Dopo quell’episodio di aprile, lei aveva mandato un messaggio ai vicini: «Se viene questa persona non apritegli», con tanto di foto per rendere chiaro di chi parlasse. Era stato in quell’occasione che si era aperta con qualche altra condomina. “Aveva detto me lo trovo spesso sotto casa – racconta una vicina -. I giorni successivi sono stata molto attenta a controllare se lo vedevo.
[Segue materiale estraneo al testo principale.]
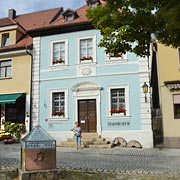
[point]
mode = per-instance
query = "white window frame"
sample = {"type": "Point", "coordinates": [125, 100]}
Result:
{"type": "Point", "coordinates": [121, 59]}
{"type": "Point", "coordinates": [126, 87]}
{"type": "Point", "coordinates": [6, 77]}
{"type": "Point", "coordinates": [65, 90]}
{"type": "Point", "coordinates": [66, 53]}
{"type": "Point", "coordinates": [3, 42]}
{"type": "Point", "coordinates": [93, 37]}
Però poi l’emergenza è passata, lui non l’ho mai visto». Non si erano registrati altri episodi di violenza e, recentemente, la vittima aveva affermato che con l’ex si erano visti e avevano parlato tranquillamente. Anche per questo, per gli inquirenti era difficile immaginare l’epilogo davanti a cui si sono trovati ieri sera. Il femminicidio di Tania Terrin riporta alla mente diversi precedenti del recente passato, in questo fazzoletto di territorio che si sviluppa intorno alla Riviera del Brenta.

Terrin era originaria di Vigonovo, sempre nel Veneziano: si tratta del paese di Filippo Turetta e Giulia Cecchettin, autore e vittima del femminicidio (avvenuto a Fossò) che nell’autunno 2023 diede vita a una presa di coscienza sulla violenza contro le donne che attraversò tutto lo Stivale portando in piazza centinaia di migliaia di persone. Un sussulto che, però, non ha impedito l’uccisione, pochi mesi dopo, di Giada Zanola, buttata giù da un cavalcavia di Vigonza, in provincia di Padova, dal suo ex compagno Andrea Favero. Anche Zanola era legata a Vigonovo, lavorava in un negozio di questo comune di meno di 10mila abitanti che ora si trova a fare i conti per la terza volta in tre anni con un’altra donna uccisa dall’ex compagno. «Nessun dolore può assomigliarsi – sottolinea il sindaco Luca Martello – ma la risposta, sofferta e difficile da affrontare, non può che essere un ulteriore impegno ed attenzione per saper evolvere su una piaga che continua a mietere vittime innocenti. Serve studio ed impegno, sono dolori che dobbiamo saper sradicare. Le istituzioni devono continuare a fare la propria parte, ma dev’essere chiaro che questa è anche una responsabilità che riguarda ciascuno di noi». E non solo in Veneto. Stamattina alle 12, a Cagliari, è morta dopo 25 giorni di agonia Michela Rubiu, di 47 anni. Il 23 luglio suo marito Alessandro Pintus, 39 anni, le aveva sparato alla testa, oltre a uccidere anche il fratello Andrea. Per l’uomo, che aveva confessato davanti ai carabinieri e al gip confermando di avere sparato al fratello e alla moglie, l’accusa contestata sarà probabilmente modificata in duplice omicidio volontario.